The laughter which followed this story was loud enough, but it was redoubled when Alma's mother, from the depths of an arm-chair, said, with her usual solemnity, that she "didn't see nothing to laugh at" in that, and "the pore girl hadn't no such thought as they had."
Again I was choking with indignation, and in order to assert myself once for all I said:
"Ladies, I will ask you to discontinue this kind of conversation. I don't like it."
At last the climax came.
About ten days after Martin left me I received a telegram, which had been put ashore at Southampton, saying, "Good-bye! God bless you!" and next day there came a newspaper containing an account of his last night at Tilbury.
He had given a dinner to a number of his friends, including his old commander and his wife, several other explorers who happened to be in London, a Cabinet Minister, and the proprietor of the journal which had promoted his expedition.

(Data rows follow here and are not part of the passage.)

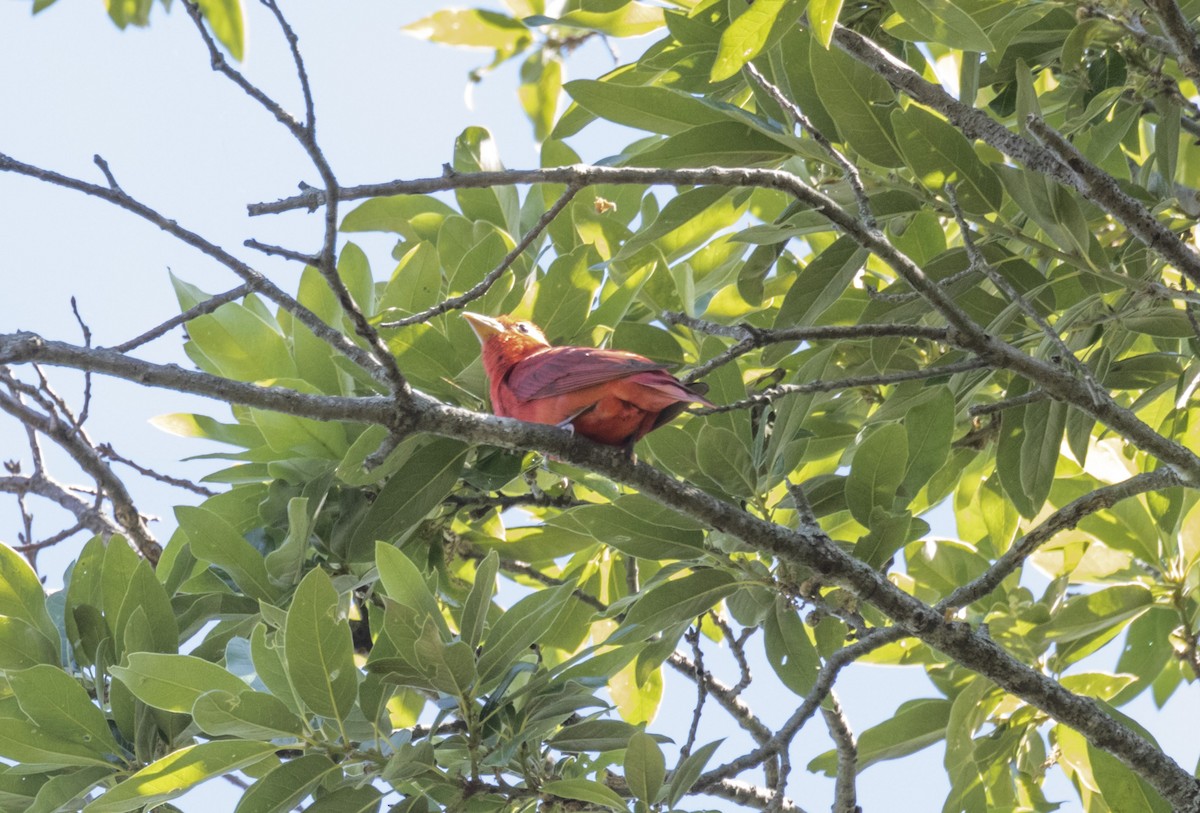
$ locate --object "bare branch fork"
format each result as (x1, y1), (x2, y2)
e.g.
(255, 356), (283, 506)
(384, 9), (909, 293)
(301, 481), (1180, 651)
(184, 0), (413, 405)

They had dined in the saloon of the "Scotia" (how vividly I remembered it!), finishing up the evening with a dance on deck in the moonlight; and when the time came to break up, Martin had made one of his sentimental little speeches (all heart and not too much grammar), in which he said that in starting out for another siege of the South Pole he "couldn't help thinking, with a bit of a pain under the third button of his double-breasted waistcoat, of the dear ones they were leaving behind, and of the unknown regions whither they were tending where dancing would be forgotten."
I need not say how this moved me, being where I was, in that uncongenial company; but by some mischance I left the paper which contained it on the table in the drawing-room, and on going downstairs after breakfast next morning I found Alma stretched out in a rocking-chair before the fire in the hail, smoking a cigarette and reading the report aloud in a mock heroic tone to a number of the men, including my husband, whose fat body (he was growing corpulent) was shaking with laughter.
It was as much as I could do to control an impulse to jump down and flare out at them, but, being lightly shod, I was standing quietly in their midst before they were aware of my presence.
"Ah," said Alma, with the sweetest and most insincere of her smiles, "we were just enjoying the beautiful account of your friend's last night in England."